With the new political changes, like many other platforms, Amazon has cozied up to the Democratic Party. Its political action committee and company executives are among those who threw their money behind President Joe Biden on the campaign trail, while Amazon’s top spokesperson, Jay Carney, has longstanding ties to Biden. However, this doesn’t mean smooth functioning between the two entities for the next 4 years during the tenure of Biden’s administration. There exist a few issues like  Antitrust reform, stronger privacy standards, and a renewed push for workers’ rights that could be on the new administration’s agenda.

After going through a rough patch with trump’s administration, labor is in hopes that Biden will prove to be the “most pro-union president” as he promises. For that, amazon keeps a keen eye on the new administration’s moves in the labor context since it faces a renewed push from unions to organize its warehouse workers. Biden has not only made empowering workers a key element of his labor agenda to provide him with various reforms to labor laws and expand worker protections but also has voiced for the support of protecting the right to organize activities.  This act would levy fines against companies that interfere with workers’ organizing efforts.

Although Biden’s support of the labor movement has the potential to reignite union membership This could pose a threat to Amazon, which has staunchly resisted unions in its workforce.

While Biden and Amazon may not see eye to eye on unions, the company is in agreement with Biden on one issue: raising the minimum wage to $15 an hour.

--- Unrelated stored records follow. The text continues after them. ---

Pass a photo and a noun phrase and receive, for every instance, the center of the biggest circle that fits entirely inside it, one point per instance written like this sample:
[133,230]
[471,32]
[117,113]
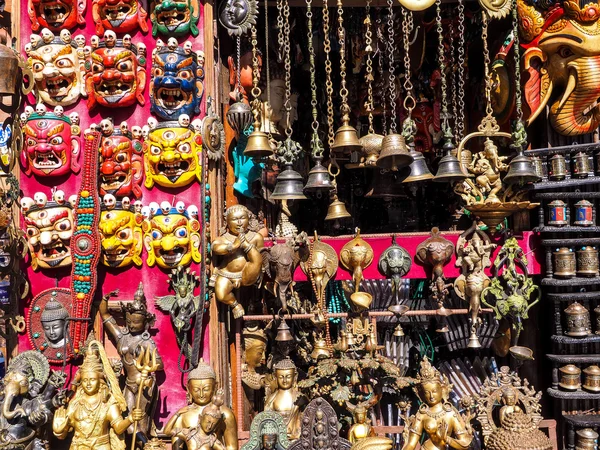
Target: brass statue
[26,395]
[519,416]
[94,414]
[473,252]
[238,260]
[255,344]
[284,398]
[436,416]
[130,340]
[267,432]
[201,388]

Secondly, Biden has also telegraphed plans to expand workplace protections by restoring some Obama-era reforms to the Occupational Safety and Health Administration, which were rolled back by the Trump administration. This could mean that Amazon and other companies face stricter enforcement of OSHA standards.  Amazon has supported  its workplace safety team with a number of people who have ties to OSHA and employment litigation as scrutiny of its warehouse working conditions continues to grow. The company added another staffer from the agency to the workplace safety team this month when it brought on Madeleine T. Le, a former OSHA lawyer, as senior governance and compliance manager.

Biden has offered few hints on how he would approach antitrust issues, beyond expressing concern over the power Silicon Valley giants wield in tech and other industries, signalling that he will take a tougher stance. While Google and Facebook are currently the focus of investigations on the federal level, Amazon is unlikely to escape antitrust scrutiny with Biden in the Oval Office. Amazon is already being probed by Federal Trade Commission officials over its business practices in retail and cloud computing, according to reports from several outlets.

Another tech policy that’s likely to be in focus in the new administration is Section 230 of the Communications Decency Act, which shields tech companies from being liable for what users post on their platforms. Amazon has invoked Section 230 as a defense in some product liability lawsuits concerning faulty products sold on its website, arguing that it merely provides the platform for third-party merchants to hawk their wares, so it’s not actually the seller. Hence, Biden has called for Section 230 to be revoked, arguing that companies should be held accountable for hosting content they know to be false.